Saturday, March 11, 2017
The morning train ride to Kyustendil was pleasant. I stopped in Kyustendil to visit Dimitar Peshev's house. On March 9, 1943, as the Jews of Kyustendil were being gathered for transport into Nazi hands, Peshev interfered to prevent any Bulgarian Jews from being sent out of Bulgaria. He considered Jews to have the same rights as any other Bulgarian citizen. He was the vice president of parliament, and his efforts were successful. He was later made an honorary citizen of Israel, which funded the house museum.
The Peshev House and Museum, Kyustendil
From Kyustendil, there is an afternoon train to Gyueshevo. When I went to the ticket counter at Sofia train station to get my ticket to Gyueshevo, I asked for a ticket to GyueSHEVo with an accent on the SHEV. When the ticket seller did not understand, a nice woman nearby said GYUeshevo, with an accent on the GYU. That worked.
Gyueshevo is a village of only about 275 people located where the tracks end on the Macedonian border. The Gyueshevo train runs only on weekends and Wednesdays and is mainly designed for local villagers to go to Kyustendil for shopping. It takes 1.5 hours to trundle through the various little villages west of Kyustendil.
When I arrived at Gyueshevo (I had been the only one on the train for the last 1/2 hour or so), I signalled to the conductor 1 hour with my fingers, which was the time I had available to visit. He signalled 4 with his fingers, meaning that the train leaves to return to Kyustendil at 4:00. Getting left behind in a tiny village with no food or lodging places for the night (especially when you don't speak the language) would have been interesting.
I was well off the beaten tourist path. Gyueshevo is not in any guidebook; I had found a mention of Trinity Church (1) in Gyueshevo in an on-line resource, which said there is an ossuary in the Church. Because I did not know what the word "ossuary" meant, I decided to go visit (2).

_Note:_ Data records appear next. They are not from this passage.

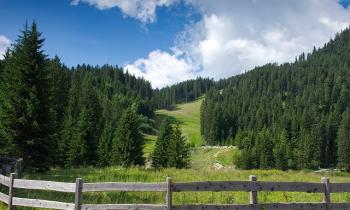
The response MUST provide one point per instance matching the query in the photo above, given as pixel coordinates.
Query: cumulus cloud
(235, 36)
(143, 10)
(4, 44)
(162, 68)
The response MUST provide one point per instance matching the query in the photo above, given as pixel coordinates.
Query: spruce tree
(127, 145)
(344, 142)
(179, 153)
(160, 156)
(25, 100)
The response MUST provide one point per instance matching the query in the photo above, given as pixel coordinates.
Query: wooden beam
(78, 194)
(169, 198)
(11, 190)
(253, 194)
(326, 194)
(44, 185)
(118, 186)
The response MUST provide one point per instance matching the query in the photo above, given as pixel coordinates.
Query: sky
(168, 41)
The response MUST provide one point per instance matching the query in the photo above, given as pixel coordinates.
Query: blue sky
(85, 34)
(168, 41)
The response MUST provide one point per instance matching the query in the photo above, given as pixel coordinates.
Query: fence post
(19, 167)
(169, 199)
(11, 190)
(253, 194)
(326, 195)
(78, 193)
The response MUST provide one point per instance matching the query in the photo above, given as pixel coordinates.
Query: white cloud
(235, 36)
(143, 10)
(161, 68)
(4, 44)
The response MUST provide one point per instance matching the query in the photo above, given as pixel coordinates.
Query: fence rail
(252, 186)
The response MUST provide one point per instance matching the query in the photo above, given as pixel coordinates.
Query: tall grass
(117, 174)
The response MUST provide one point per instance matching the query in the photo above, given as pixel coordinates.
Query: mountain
(285, 116)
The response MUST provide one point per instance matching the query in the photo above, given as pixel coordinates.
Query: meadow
(207, 163)
(118, 174)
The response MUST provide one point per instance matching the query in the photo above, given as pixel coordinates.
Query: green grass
(150, 141)
(188, 115)
(203, 162)
(208, 157)
(117, 174)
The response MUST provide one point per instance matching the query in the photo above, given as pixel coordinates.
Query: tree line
(53, 115)
(289, 116)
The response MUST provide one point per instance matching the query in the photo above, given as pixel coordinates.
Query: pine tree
(104, 149)
(179, 153)
(160, 156)
(25, 98)
(344, 142)
(280, 152)
(128, 142)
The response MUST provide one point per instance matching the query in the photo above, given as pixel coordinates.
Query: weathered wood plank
(4, 198)
(11, 191)
(123, 206)
(272, 206)
(118, 186)
(339, 187)
(253, 195)
(37, 203)
(326, 194)
(169, 194)
(4, 180)
(78, 194)
(249, 186)
(44, 185)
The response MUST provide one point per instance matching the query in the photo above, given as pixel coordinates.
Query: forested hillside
(54, 115)
(183, 92)
(294, 115)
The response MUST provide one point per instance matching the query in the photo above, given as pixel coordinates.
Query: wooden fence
(252, 186)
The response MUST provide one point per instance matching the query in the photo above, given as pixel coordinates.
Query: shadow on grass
(161, 117)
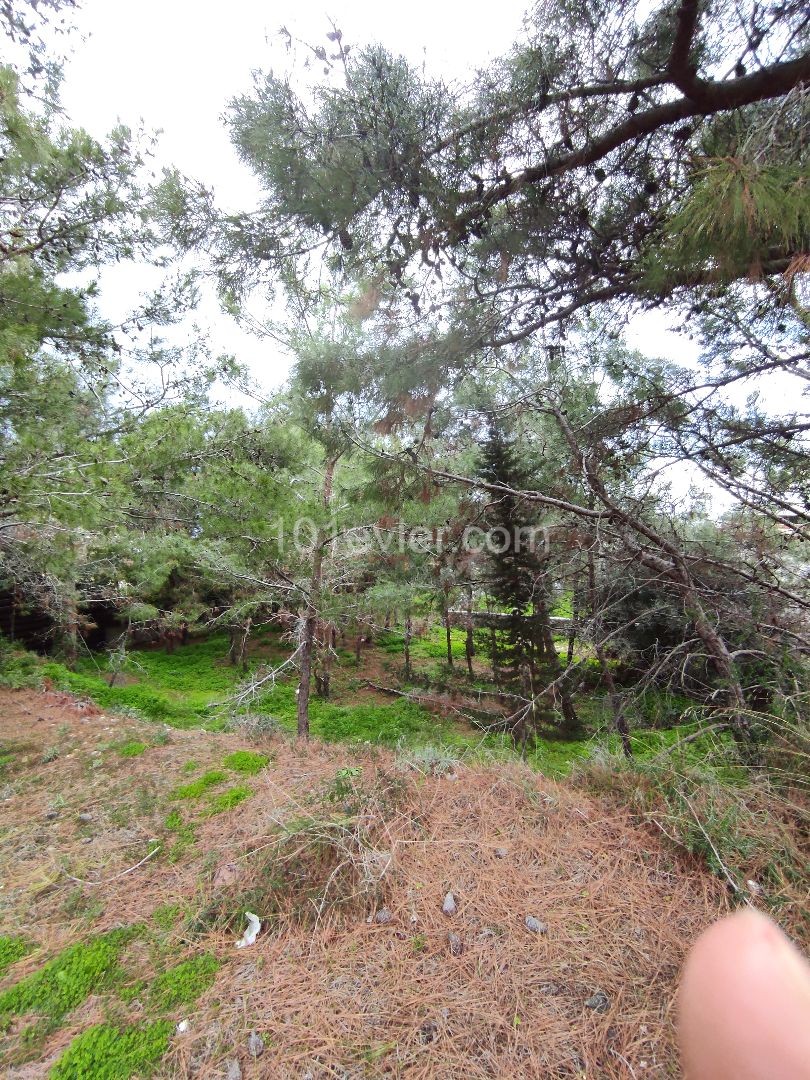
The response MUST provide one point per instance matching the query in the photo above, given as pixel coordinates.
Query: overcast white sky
(175, 64)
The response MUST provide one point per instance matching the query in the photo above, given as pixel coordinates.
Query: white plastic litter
(253, 929)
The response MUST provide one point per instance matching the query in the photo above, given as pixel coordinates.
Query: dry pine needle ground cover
(347, 856)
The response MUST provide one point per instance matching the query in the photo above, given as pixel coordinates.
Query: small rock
(255, 1044)
(598, 1001)
(428, 1031)
(226, 875)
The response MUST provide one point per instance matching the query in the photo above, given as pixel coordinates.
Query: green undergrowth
(108, 1052)
(228, 799)
(246, 761)
(12, 948)
(198, 787)
(63, 983)
(131, 748)
(389, 725)
(176, 688)
(185, 983)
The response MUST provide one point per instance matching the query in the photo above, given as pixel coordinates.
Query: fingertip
(744, 1009)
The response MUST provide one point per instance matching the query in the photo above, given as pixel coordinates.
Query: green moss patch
(107, 1052)
(229, 799)
(11, 950)
(131, 748)
(246, 761)
(184, 983)
(66, 981)
(198, 787)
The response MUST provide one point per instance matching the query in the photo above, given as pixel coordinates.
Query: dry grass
(333, 991)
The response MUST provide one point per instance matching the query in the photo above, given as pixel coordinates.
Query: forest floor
(140, 821)
(148, 846)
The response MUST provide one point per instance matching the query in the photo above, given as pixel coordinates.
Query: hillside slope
(149, 846)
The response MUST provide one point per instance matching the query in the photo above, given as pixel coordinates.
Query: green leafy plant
(228, 799)
(246, 761)
(184, 983)
(198, 787)
(107, 1052)
(12, 949)
(68, 979)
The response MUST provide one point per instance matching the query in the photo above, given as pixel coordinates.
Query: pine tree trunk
(571, 724)
(408, 672)
(572, 630)
(311, 611)
(469, 640)
(306, 676)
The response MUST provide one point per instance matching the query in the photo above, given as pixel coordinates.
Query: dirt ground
(358, 970)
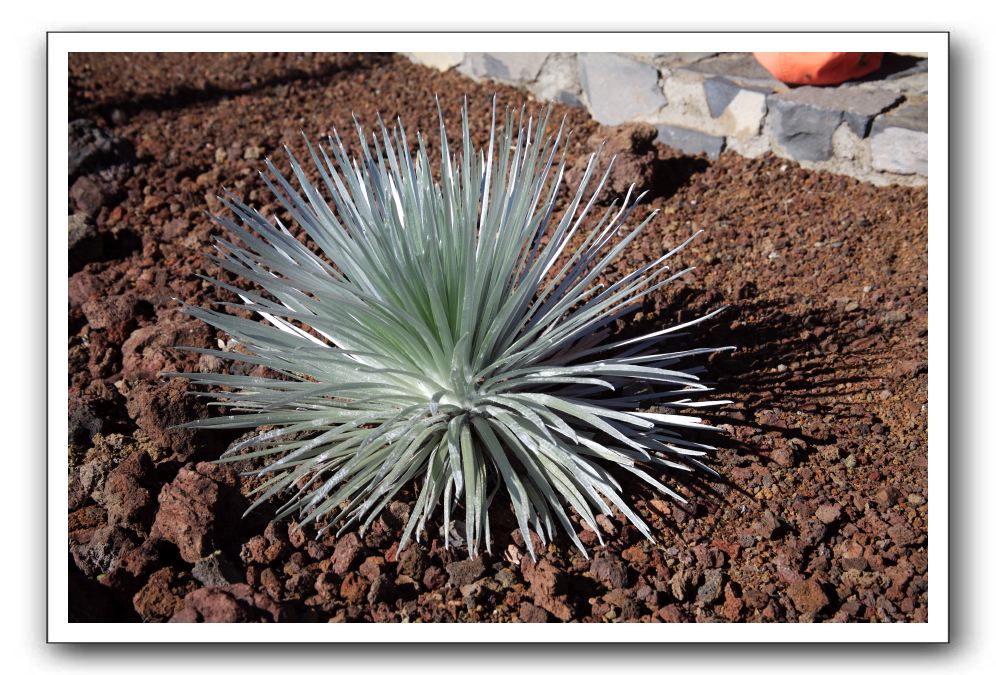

The Gyueshevo train station is enormous; it was designed 100 years ago to be the main railway border crossing from neighboring Macedonia. The line on the Macedonian side has still not been built.
I think the conductor was intrigued that an English speaking tourist was even on his train. He came by to talk during the return trip (I was the only passenger for a large portion of the trip). He waved his hands outside and said some words in Bulgarian, one of which sounded like a cognate for panorama. We were passing snow-capped mountains and fast-flowing rivers. I responded with some of the few words I know in Bulgarian, "da, da, dobre" which means yes, yes, good. This was the best I could manage. As we approached Kyustendil, a snow-capped mountain was shrouded in cloud reflected the setting sun, which had appeared only late this afternoon.
I took the minibus (3) to Blagoevgrad, where I stayed for the night.
(1) The church was built in 1930 to commemorate the many soldiers who died nearby during the Balkan wars of the 1910s, including WWI, which started as a Balkan war after the assasination of Arch Duke Franz Ferdinand at Sarajevo.
(2) I could have just looked up the word "ossuary" but then I would not have had a nice train ride through the mountains and villages of Western Bulgaria.
(3) Judging by the signs inside most of these minibuses, they were originally used in France. Based on the expiration dates on the (expired) fire extinguishers, the minibuses came from France 2 to 3 years ago.